Тем не менее, каждый квартет начинается с непосредственно личного опыта в названном месте, и размышления последовательны, хотя они касаются
«пересечения вневременного момента со временем»,
присутствия божественного в опыте и в истории.
Модус интимный:
 
«Мои слова эхом звучат
Так в твоем уме»
(«Сгоревший Нортон»).

Язык аскетичен, всегда возвращаясь к совершенству и пределам поэтического языка: «Как китайский кувшин неподвижен
Вечно вращается в своей неподвижности»,
 
так и
 
«общение
Мертвых выражается огнем за пределами языка живых».
Как и в «Бесплодной земле», Элиот добился того, чем восхищался у Данте, — глубины языка, дающей уровни смысла.
Вот простой пример:

«Если я думаю о короле в сумерках,
О трех людях и больше на эшафоте,
И о нескольких, кто умер забытым,
В других местах, здесь и за границей,
И о том, кто умер слепым и тихим,
Почему мы должны праздновать
Этих мертвецов больше, чем умирающих?»

Мужчины — Карл I, его сторонники Лод и Стаффорд, и слепой Джон Мильтон; но также Иисус, воры, апостолы и Святой Иоанн Богослов. Аллегория Элиота обычно менее референциальна. История и опыт открыты для области, где язык останавливается, но смысл продолжается, области, на которую язык может только указывать. Менее поразительная, чем «Бесплодная земля», «Четыре квартета» — еще более амбициозная поэма.
Чем сложнее тема, тем проще стиль.

Критика Элиота
Ранняя критика Элиотом драмы Возрождения и «Метафизики» очень умна, остра, элегантна и тонка. Хотя она и учёна, она доакадемична и более личная, чем предполагает её манера. Она также стратегична, создавая вкус, по которому его собственная поэзия будет оценена. То, что Элиот позже назвал «наглостью», произвело бархатную революцию, завоевав ему авторитет, сравнимый с авторитетом Мэтью Арнольда. С возрастом его литературная критика стала менее пронзительной и более общей.
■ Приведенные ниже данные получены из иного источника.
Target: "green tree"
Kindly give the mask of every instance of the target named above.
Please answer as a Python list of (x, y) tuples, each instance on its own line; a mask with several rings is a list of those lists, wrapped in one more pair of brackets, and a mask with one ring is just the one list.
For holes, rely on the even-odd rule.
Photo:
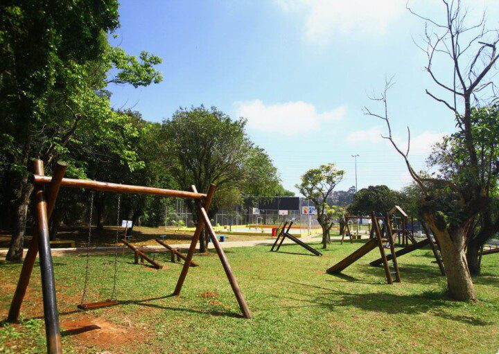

Он также писал социальную критику в поддержку восстановленного христианского общества в Англии, надежду, пережившую себя в «Четырех квартетах».
Критическое господство Элиота прошло, но его поэзия все еще звучит. Когда Лоуренс умер в 1930 году, высокий модернизм закончился, его представители рассеялись или были поглощены проектами, маргинальными для английской аудитории. «Обезьяны божьи», нападение Уиндема Льюиса 1930 года на «Блумсбери» и культ молодости, явно ретроспективно. Модернизм покорил вершины ценой исключения обывателей из культуры меньшинства и отчуждения немодернистских писателей. Поэт Роберт Грейвс нападал на Паунда и Элиота в «Это будут твои боги, о Израиль!»
Элиот действительно был богом для некоторых представителей нового поколения англичан: Ивлина Во (1903-66), Джорджа Оруэлла (1903-50) и У. Х. Одена (1907-73), но он не был таковым для У. Б. Йейтса, как это ясно из «Оксфордской книги современной английской поэзии» Йейтса 1936 года.
Тем временем старик стал живым учителем для Элиота и Одена.

У. Б. Йейтс
Уильям Батлер Йейтс (1865-1939) представлен с опозданием, поскольку именно после 1920 года он оказал наибольшее влияние на английскую поэзию. Паунду нравился прерафаэлит Йейтс из «Собрания стихотворений» 1910 года.

Леса Аркадии мертвы,
И кончилась их древняя радость;
Старым миром, питаемым мечтами;
Серая Правда теперь — ее раскрашенная игрушка.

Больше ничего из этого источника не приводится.